+1 514-978-9422 •

Repository

Working with Pandas dataframes

Index Python Pandas Aug 28, 2020

Pandas is a Python library that allows you to work on two-dimensional datasets (dataframes), notably on imported Excel and CSV files. It will not only give you the power to analyze large datasets easily but also the ability to manipulate dataframes in a systematic and repeatable way, allowing you to automate complex tasks performed in Excel. You could imagine automating your monthly reporting, consisting of merging datasets, performing vlookups, cleaning data and so forth...

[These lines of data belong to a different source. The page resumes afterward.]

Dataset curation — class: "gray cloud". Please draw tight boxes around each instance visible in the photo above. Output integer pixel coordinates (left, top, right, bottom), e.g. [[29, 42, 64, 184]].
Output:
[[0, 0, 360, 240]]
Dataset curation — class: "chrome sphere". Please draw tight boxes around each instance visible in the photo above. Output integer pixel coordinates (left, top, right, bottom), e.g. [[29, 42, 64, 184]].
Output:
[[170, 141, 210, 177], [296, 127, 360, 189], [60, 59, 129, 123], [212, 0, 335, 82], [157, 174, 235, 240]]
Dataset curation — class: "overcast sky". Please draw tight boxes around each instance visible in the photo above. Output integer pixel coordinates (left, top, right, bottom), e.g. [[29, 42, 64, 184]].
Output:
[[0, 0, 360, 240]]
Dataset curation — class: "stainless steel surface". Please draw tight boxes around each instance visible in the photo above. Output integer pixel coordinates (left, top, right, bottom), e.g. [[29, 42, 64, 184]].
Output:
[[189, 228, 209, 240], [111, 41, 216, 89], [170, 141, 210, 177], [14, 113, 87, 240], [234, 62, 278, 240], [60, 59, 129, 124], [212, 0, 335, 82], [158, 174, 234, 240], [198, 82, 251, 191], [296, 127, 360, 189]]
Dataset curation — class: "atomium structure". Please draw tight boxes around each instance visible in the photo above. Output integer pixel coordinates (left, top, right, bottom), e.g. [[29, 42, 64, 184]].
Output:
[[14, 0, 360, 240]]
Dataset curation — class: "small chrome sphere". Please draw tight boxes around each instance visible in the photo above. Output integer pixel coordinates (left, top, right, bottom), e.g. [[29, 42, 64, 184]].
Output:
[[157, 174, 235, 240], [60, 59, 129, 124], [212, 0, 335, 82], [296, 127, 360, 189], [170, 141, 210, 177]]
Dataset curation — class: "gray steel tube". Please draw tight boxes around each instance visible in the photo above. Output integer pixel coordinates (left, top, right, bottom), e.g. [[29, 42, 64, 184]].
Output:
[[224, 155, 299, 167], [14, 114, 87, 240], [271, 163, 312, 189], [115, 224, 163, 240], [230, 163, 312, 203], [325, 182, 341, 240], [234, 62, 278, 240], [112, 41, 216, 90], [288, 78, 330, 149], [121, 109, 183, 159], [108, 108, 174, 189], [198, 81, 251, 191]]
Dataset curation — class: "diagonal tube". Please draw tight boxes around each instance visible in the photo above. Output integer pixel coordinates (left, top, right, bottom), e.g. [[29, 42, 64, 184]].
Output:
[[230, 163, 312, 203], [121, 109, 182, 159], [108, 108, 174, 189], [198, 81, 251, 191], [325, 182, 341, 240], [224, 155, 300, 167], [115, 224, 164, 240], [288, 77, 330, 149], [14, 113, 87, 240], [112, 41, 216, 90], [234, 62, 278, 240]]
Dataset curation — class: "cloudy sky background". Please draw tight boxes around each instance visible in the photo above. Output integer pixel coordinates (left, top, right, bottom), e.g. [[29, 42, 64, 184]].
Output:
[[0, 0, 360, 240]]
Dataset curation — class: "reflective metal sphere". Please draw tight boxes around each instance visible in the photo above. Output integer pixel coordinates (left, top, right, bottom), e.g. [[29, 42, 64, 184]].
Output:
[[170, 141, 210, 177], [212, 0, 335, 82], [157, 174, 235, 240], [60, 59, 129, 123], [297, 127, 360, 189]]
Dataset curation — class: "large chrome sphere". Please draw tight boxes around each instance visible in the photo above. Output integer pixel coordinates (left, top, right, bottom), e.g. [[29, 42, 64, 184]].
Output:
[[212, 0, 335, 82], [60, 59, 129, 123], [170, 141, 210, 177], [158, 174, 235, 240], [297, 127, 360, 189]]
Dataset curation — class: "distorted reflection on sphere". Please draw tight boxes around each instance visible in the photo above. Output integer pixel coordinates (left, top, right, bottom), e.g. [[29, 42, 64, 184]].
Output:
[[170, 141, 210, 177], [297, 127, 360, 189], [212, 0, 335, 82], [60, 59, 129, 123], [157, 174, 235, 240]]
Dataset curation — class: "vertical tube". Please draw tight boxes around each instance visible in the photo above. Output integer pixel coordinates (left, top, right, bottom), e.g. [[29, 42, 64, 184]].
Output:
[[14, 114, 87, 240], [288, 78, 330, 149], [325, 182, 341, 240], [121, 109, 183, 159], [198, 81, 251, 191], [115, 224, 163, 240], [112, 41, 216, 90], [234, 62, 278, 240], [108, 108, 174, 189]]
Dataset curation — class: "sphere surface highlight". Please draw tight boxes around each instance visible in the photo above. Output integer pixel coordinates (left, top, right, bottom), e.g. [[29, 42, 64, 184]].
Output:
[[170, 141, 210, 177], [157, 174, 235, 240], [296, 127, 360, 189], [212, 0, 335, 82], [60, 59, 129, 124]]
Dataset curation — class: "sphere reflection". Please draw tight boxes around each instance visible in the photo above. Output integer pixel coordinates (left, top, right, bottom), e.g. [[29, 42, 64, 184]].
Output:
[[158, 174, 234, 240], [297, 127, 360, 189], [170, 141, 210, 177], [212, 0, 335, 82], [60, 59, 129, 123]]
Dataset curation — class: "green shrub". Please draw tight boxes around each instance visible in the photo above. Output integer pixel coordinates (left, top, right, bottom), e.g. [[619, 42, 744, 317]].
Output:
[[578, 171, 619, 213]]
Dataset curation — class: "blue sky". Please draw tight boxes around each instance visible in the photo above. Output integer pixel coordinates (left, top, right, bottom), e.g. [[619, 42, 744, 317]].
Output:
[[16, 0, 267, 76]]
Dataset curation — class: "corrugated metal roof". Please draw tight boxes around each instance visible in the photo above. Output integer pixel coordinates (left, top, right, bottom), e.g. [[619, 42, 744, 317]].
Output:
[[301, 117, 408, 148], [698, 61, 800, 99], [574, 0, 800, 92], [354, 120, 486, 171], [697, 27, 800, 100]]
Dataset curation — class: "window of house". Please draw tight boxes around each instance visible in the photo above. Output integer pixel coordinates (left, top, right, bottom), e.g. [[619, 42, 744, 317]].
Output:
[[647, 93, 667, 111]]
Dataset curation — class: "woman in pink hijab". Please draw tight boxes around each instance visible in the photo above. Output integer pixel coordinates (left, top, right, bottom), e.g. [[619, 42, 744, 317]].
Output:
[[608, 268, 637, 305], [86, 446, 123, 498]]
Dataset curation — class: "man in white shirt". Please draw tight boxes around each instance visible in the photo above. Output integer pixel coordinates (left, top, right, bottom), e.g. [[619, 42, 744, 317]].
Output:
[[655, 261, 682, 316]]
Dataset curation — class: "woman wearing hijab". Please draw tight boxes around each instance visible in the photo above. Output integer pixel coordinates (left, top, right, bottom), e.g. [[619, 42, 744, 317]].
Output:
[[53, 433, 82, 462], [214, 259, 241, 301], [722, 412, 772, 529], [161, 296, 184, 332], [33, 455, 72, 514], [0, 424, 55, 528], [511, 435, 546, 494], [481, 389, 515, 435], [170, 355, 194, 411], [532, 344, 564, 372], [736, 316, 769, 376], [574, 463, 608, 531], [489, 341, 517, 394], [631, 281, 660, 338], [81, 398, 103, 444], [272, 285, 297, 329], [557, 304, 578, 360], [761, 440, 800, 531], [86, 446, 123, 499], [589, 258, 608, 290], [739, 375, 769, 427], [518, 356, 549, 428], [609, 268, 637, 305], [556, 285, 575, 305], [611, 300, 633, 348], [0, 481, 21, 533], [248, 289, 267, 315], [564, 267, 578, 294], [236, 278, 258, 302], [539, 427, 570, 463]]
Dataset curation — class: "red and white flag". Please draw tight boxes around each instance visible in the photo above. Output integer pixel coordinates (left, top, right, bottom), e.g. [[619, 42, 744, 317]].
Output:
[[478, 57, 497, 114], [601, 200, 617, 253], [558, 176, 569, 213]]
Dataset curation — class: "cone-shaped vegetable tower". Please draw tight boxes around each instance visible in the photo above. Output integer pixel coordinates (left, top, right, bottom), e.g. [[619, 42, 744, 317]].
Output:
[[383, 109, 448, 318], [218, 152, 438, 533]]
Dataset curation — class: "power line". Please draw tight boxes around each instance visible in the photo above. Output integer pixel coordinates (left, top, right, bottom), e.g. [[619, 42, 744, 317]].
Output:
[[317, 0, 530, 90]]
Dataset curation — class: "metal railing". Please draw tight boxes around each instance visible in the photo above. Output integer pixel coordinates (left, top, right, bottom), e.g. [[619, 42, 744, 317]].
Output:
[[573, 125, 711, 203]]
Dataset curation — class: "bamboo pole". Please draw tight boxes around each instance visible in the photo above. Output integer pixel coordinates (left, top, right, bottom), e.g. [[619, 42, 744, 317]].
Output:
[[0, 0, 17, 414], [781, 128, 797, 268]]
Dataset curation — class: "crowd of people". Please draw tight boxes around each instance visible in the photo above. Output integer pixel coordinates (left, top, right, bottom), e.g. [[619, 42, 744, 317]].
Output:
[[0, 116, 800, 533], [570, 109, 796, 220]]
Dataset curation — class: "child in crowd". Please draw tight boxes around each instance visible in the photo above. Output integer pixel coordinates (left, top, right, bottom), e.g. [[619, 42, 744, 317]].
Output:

Importing Excel and CSV files

Before working with dataframes, you might want to check out the following post that will guide you through importing datasets from an Excel or CSV file :

Import data from Excel & CSV files
Import data from Google Sheets

Customer dataframe (df)

Let us now work with a basic customer dataset that we will have imported from Excel.

CUST_ID CUST_NAME INDUSTRY SINCE STATE EMPLOYEES
00014 Jabberbean Technical 1995-10-14 Arizona 120
00028 Twiyo Computer Software 1996-01-22 Texas 67
00003 Twiyo Computer Software 1997-06-15 California 42

Selecting Columns

Many times when end up working on dataframes which more columns of data than we actually require. Selecting or removing columns can add some clarity to our work and might also be necessary before merging or grouping dataframes.

import pandas as pd

# Let's work on a CUSTOMERS dataframe

# Keep specific columns : 'CUST_ID' & 'CUST_NAME'
df = df[['CUST_ID', 'CUST_NAME']] 

# Drop a single column 'POSTAL_CODE'
df = df.drop('POSTAL_CODE', axis = 1)

# Drop mutliple columns seperated by a comma
df = df.drop(['POSTAL_CODE', 'STATE'], axis = 1) #or
df = df.drop(['POSTAL_CODE', 'STATE'], axis = 'columns')

Renaming column headers

Column headers in a dataframe can sometimes be pretty messy. You might want to clean them up and give them more meaningful names.

import pandas as pd

# Let's continue working a CUSTOMERS dataframe

# Renaming a single columns
df = df.rename(columns={'CUST_ID':'ID'}, inplace=True)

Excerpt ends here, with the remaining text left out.